Признаем, что в этих суждениях присутствует доля истины. Признаем также, что, исходя из своей концепции, се автор сумел предугадать некоторые тенденции ближайшего политического будущего России. «Сегодня,- провидчески писал он, - исторически неизбежно усиление репрессивности, связанное с невероятно высокой степенью свободы самой власти в выборе ее форм» 4. Но признаем и другое. Пронизанная психофрейдистским детерминизмом, отвергающая историческую случайность 5, эта концепция придает истории России налет фатальной обреченности, предопределенности ее основных вех неустранимо присущим российской цивилизации архаическим субстратом.
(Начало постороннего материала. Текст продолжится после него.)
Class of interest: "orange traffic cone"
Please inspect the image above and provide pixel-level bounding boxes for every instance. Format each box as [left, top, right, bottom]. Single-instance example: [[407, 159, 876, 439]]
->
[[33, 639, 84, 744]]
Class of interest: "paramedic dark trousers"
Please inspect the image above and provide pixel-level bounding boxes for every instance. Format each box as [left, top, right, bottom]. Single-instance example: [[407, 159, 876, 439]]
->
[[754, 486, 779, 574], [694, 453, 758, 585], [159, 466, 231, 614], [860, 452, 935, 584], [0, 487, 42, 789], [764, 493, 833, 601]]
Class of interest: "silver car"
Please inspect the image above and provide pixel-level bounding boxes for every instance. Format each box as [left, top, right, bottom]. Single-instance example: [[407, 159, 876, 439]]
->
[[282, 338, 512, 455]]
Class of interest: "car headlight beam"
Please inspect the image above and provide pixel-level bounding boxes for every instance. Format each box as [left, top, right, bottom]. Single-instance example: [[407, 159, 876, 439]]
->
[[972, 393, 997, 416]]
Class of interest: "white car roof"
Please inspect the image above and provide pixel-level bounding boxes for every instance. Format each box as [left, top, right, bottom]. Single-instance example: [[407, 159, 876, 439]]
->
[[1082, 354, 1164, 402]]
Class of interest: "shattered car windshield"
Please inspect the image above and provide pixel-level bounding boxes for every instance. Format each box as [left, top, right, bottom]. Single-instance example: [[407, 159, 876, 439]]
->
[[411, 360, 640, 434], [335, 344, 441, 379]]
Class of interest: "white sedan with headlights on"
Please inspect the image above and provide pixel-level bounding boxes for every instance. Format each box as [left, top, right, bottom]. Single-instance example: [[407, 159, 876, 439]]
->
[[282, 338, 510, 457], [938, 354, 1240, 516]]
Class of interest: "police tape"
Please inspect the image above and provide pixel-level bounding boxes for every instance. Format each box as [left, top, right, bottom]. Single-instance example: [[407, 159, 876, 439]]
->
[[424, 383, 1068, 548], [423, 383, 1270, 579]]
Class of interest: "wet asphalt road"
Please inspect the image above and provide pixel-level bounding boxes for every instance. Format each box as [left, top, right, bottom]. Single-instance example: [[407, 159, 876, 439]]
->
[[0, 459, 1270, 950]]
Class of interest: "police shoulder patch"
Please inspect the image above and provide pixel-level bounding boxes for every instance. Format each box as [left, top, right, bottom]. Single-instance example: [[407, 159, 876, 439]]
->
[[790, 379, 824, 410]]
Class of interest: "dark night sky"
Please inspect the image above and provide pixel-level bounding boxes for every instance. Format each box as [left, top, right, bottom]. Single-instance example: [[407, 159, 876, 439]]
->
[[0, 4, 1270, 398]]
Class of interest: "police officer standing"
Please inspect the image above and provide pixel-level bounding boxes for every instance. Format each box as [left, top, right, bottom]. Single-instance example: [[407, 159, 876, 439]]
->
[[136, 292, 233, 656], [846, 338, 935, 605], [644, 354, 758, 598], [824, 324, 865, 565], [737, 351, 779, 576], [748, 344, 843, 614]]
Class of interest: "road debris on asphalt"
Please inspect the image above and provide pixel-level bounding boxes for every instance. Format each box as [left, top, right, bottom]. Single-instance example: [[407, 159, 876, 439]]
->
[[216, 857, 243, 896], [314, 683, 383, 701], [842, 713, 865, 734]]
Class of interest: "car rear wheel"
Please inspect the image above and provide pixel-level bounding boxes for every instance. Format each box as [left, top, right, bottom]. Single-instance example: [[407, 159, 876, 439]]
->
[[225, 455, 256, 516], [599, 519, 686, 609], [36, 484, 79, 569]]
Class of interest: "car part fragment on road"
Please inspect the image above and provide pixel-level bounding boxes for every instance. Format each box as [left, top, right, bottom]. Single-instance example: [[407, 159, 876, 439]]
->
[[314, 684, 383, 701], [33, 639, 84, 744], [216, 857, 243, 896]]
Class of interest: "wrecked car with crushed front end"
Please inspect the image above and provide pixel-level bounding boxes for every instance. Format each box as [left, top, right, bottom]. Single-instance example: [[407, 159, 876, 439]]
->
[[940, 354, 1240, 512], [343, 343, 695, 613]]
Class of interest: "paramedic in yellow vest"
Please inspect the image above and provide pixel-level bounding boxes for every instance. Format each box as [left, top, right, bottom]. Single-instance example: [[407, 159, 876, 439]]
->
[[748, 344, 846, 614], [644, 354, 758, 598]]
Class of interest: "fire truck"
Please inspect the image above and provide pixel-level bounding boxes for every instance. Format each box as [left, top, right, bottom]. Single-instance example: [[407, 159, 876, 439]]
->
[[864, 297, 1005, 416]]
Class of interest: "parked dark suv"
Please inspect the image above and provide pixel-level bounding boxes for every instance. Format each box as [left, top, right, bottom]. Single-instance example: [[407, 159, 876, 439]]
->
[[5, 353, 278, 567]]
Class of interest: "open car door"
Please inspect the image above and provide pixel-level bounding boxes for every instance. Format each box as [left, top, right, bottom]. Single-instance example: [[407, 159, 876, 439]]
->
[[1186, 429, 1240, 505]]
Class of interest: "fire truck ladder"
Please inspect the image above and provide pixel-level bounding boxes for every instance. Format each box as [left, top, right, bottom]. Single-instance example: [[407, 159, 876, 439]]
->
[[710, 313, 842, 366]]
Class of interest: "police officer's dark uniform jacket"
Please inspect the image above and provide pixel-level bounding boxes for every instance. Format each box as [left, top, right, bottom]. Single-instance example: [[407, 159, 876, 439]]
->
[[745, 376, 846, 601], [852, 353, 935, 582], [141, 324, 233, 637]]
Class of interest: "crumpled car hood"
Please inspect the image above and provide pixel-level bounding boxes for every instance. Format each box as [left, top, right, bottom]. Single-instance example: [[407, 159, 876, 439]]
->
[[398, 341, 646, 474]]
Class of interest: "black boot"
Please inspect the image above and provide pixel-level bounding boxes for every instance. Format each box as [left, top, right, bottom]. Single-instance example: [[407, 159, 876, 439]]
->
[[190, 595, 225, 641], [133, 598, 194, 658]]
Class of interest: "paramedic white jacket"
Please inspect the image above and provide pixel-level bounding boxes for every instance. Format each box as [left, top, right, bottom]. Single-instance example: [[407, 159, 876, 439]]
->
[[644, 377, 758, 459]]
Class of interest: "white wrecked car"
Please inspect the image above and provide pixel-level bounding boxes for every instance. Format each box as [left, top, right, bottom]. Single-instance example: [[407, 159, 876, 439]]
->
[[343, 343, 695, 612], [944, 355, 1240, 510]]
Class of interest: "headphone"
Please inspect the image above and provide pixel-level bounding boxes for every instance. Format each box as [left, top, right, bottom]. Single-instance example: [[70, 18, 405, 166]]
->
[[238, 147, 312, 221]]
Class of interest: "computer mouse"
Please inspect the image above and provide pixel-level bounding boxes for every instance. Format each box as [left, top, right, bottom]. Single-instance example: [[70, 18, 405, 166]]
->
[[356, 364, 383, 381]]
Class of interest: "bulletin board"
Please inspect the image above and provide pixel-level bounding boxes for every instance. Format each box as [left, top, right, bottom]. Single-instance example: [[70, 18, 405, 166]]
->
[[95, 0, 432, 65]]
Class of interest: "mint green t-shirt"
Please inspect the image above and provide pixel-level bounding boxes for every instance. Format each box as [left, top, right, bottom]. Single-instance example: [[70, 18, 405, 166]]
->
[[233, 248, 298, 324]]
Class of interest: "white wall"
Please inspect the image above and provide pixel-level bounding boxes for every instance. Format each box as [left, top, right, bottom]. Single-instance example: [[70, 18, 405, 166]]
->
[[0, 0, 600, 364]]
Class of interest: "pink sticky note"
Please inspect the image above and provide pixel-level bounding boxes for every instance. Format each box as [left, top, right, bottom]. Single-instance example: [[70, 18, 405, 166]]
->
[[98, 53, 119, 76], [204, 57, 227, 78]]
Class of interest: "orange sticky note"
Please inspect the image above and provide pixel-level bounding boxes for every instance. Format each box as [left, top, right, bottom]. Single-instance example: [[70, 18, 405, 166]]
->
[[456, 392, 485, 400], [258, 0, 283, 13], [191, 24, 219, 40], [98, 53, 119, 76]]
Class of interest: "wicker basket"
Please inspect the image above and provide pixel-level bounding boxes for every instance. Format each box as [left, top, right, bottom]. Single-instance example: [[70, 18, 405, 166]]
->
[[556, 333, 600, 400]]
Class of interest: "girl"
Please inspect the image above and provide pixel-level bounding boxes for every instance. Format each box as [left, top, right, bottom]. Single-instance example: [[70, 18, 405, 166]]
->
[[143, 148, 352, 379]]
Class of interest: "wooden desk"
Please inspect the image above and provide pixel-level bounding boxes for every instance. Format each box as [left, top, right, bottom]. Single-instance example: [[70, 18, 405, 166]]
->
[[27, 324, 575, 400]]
При всем очевидном различии подходов А.С. Ахиезера и В.П. Булдакова к осмыслению природы и исторических судеб российской цивилизации их объединяет гипертрофированное изображение ее социокультурной специфики, якобы порождающей «единственность» российской истории. «Единственность», имеющую выраженную негативную окраску, во всяком случае, в сравнении с западной цивилизацией. Недаром оба они прибегают к понятию «патология» как к одной из важнейших характеристик российской традиционной культуры.
478
Эта патология обусловливает циклический характер российской истории, а с ней вместе и некую ее историческую безнадежность. Наконец, убежденность в исключительности российской цивилизации приводит к тому, что содержащиеся в каждой из этих концепций ценные положения, действительно проясняющее ее социокультурную специфику, неправомерно абсолютизируются, что неизбежно девальвирует их эвристический потенциал.
Такая односторонность в значительной мере преодолевается в рамках теории цивилизаций с присущем ей глобальном аспектом. Присмотримся, как это делает И.Н. Ионов, прилагая к осмыслению истории России общие ее принципы. Подобно А.С. Ахиезеру и В.П. Булдакову, он также обращает главное внимание на социокультурные особенности российской цивилизации, но не абсолютизирует их, сопоставляя с западным культурным кодом, а не противопоставляя ему.